The VA’s latest misstep is just one of several serious accounting errors the agency has made in recent years, she noted. (The VA’s new IT systems contain flaws so serious that some veterans have become homeless while waiting for their benefits to be issued.) However, there’s a larger issue at play, Rouse said.
“I think it is not well-known that veterans receiving VA service-connected disability are exempt from closing fees,” Rouse said. “My organization has held gatherings of veteran homeowners and invested time and resources into researching and addressing issues that limit usage of VA home loans in NYC, yet my team and I were unaware of the exemption until this release yesterday.

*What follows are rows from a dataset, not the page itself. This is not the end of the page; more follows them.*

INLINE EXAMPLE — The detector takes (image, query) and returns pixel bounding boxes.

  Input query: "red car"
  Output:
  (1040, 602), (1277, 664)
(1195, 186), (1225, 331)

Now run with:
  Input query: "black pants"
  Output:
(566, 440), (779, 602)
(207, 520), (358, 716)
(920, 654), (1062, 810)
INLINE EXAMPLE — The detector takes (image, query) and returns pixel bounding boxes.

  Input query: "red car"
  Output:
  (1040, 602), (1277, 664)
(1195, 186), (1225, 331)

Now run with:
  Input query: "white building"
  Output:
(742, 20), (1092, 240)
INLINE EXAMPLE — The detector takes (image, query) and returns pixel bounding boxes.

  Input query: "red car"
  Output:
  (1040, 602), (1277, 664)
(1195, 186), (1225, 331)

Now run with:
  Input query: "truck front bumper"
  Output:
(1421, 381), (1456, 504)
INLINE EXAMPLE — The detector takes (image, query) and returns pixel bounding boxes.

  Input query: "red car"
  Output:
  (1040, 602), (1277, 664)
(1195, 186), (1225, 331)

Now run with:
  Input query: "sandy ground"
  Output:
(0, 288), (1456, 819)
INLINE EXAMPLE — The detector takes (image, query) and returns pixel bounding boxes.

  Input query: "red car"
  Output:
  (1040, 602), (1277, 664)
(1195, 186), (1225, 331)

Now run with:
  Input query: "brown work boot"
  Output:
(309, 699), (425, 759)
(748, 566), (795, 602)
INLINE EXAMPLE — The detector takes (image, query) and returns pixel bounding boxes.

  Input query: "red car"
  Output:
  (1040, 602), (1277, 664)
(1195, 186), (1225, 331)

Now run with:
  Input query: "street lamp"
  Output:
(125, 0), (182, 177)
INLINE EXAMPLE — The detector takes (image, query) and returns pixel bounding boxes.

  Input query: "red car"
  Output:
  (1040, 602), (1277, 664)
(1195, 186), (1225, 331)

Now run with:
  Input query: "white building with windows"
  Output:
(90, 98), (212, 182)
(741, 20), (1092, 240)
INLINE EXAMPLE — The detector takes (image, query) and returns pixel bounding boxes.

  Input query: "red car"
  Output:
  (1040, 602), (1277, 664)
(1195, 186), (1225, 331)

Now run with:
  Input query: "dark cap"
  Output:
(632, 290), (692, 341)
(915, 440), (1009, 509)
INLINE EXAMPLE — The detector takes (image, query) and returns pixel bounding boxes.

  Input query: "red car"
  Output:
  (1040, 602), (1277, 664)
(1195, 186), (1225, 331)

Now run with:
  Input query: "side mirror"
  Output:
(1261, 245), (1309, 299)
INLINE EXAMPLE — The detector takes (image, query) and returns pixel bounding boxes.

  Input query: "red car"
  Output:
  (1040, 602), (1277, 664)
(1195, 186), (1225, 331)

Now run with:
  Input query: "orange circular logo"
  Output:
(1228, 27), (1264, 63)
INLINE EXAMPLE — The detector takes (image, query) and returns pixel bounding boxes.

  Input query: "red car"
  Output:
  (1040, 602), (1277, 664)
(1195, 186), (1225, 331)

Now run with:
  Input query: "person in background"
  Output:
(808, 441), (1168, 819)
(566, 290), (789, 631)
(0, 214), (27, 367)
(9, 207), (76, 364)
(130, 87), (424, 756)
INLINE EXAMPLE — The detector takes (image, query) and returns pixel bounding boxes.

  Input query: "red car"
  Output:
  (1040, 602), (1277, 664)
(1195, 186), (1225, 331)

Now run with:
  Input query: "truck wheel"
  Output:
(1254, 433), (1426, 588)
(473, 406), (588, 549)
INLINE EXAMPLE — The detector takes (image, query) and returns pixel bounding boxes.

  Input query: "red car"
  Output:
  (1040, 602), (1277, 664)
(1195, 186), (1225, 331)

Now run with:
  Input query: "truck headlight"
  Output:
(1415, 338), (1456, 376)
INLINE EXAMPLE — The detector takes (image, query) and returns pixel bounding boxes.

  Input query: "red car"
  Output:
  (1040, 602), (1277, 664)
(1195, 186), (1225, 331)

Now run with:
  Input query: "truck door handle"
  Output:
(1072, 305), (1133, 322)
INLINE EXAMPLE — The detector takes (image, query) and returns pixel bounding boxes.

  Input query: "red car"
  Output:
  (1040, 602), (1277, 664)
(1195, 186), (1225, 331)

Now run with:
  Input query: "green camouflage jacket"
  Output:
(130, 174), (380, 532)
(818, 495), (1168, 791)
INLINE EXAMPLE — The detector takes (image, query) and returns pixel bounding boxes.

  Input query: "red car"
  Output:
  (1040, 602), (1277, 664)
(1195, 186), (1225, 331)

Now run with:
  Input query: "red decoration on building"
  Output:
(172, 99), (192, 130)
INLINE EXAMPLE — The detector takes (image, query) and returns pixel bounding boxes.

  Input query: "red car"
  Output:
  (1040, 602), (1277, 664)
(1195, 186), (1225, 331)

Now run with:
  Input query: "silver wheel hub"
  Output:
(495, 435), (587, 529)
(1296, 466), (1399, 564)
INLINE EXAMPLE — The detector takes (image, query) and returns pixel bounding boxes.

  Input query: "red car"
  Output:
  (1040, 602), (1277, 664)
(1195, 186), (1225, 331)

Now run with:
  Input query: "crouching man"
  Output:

My assumption is that the veterans themselves were [also] unaware.”
The VA home loan has been a fundamental benefit of military service going back to the GI Bill of Rights in 1944. But it’s been vastly underutilized, Rouse said. In total, only about 6% of eligible service members and veterans are using their VA home loan benefit, according to data Rouse got from VA staff in Cleveland, where the VA’s home loan program office is based.
In certain places, like New York City, Rouse said the benefit is “virtually unusable” because the area’s median housing price far exceeds the cap on the guaranty amount. It also can’t be used to buy co-ops, which rules out an entire class of housing stock. There is also “a general lack of understanding of the VA home loan process” by many brokers and agents.
Meanwhile, if the VA doesn’t correct its funding fee problem soon, the OIG estimates it could overcharge another 34,400 veterans another $164 million in the next five years.
“The OIG acknowledges that the actual future monetary impact will vary because events and circumstances change,” the report concludes. “However, that variance is largely dependent on if, when, and how [the VA] implements its corrective actions.”